Damian Chukwu, police commissioner in Borno, says the 10 women recently released by the Boko Haram sect are neither policewomen nor wives of police personnel.
Addressing reporters during the monthly police officers meeting on Monday in Maiduguri, Chukwu said only one of them is an officer.
He described reports indicating that 10 policewomen were among the 13 persons released by Boko Haram insurgents as “misleading”.
“That information is false, I have to react to it. It will be recalled that on 20th June, 2017, a burial party of one our women sergeants attached to the SIB who died in the course of duty was being taken home to Lassa in Askira-Uba local government area for burial,” he said.
“And due to security encumbrance on Maiduguri-Damboa highway, they were under military and police escort, on getting to a town about 30 kilometres from Maiduguri; they were ambushed by the Boko Haram and some women who took advantage of the empty space in the truck.
“So the women were trapped; we do not know their number but a few of them who were able to jump down, scampered for safety, escaped.
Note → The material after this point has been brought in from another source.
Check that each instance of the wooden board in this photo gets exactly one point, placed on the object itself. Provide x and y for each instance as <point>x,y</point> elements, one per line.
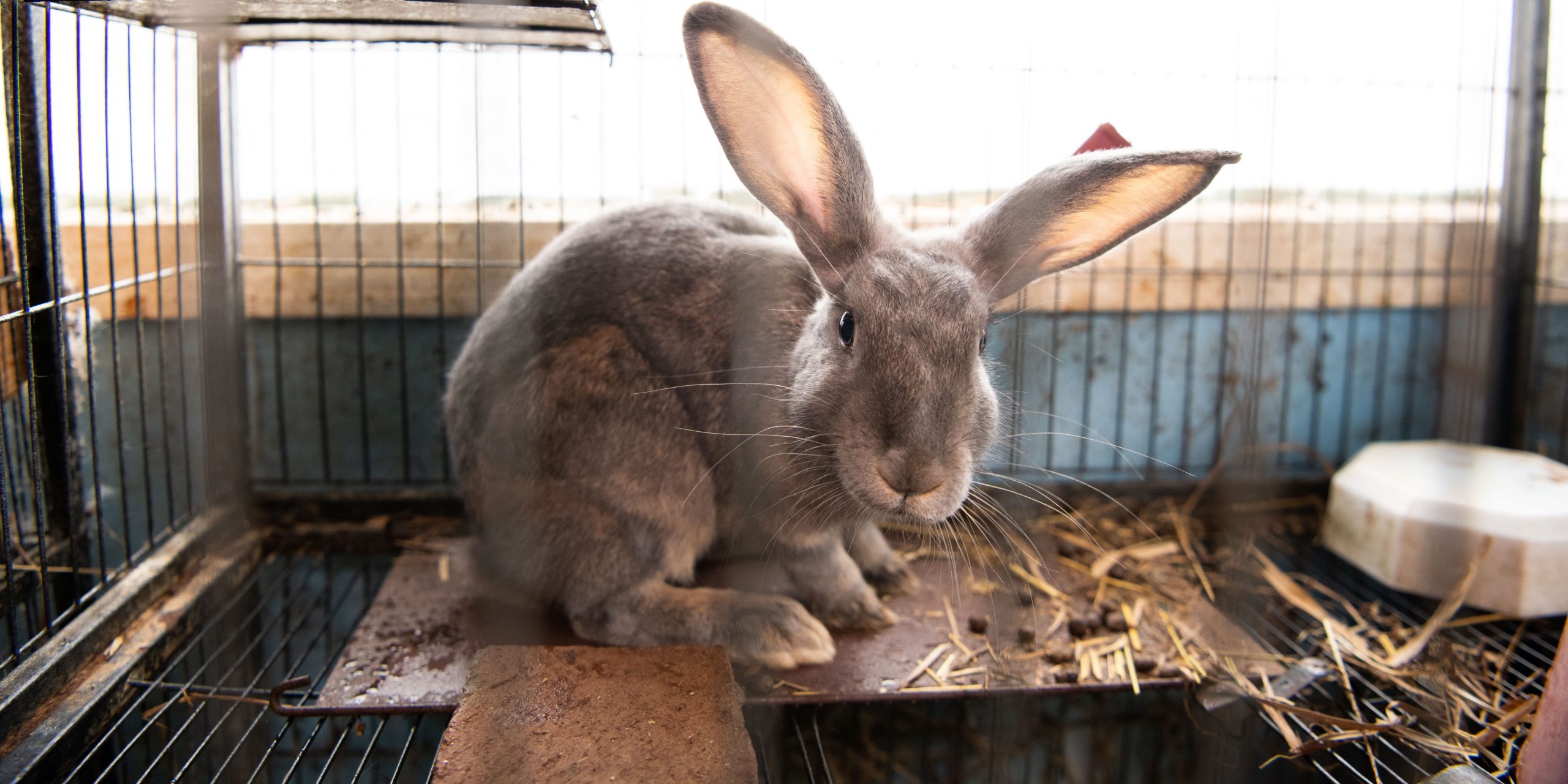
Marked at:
<point>419,636</point>
<point>598,714</point>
Those of them who could not make it were taken away with the truck by the Boko Haram.
“Among them, since that time, we recorded only one woman inspector attached to the CIB, who happened to be a very close friend of the deceased sergeant, the rest of them are not policewomen and they are not wives of police personnel.”
He disclosed that one policeman was killed while the driver of the truck and a brother of the deceased were shot and sustained injuries in the attack, a situation which de-mobilised the vehicle.
On Saturday, the federal government announced the release of 13 persons by the Boko Haram insurgents, sequel to negotiations brokered by the International Committee of Red Cross (ICRC).
The freed persons are three male workers of University of Maiduguri and 10 women, abducted on separate raids coordinated by the insurgents between June and July, 2017, in Borno state.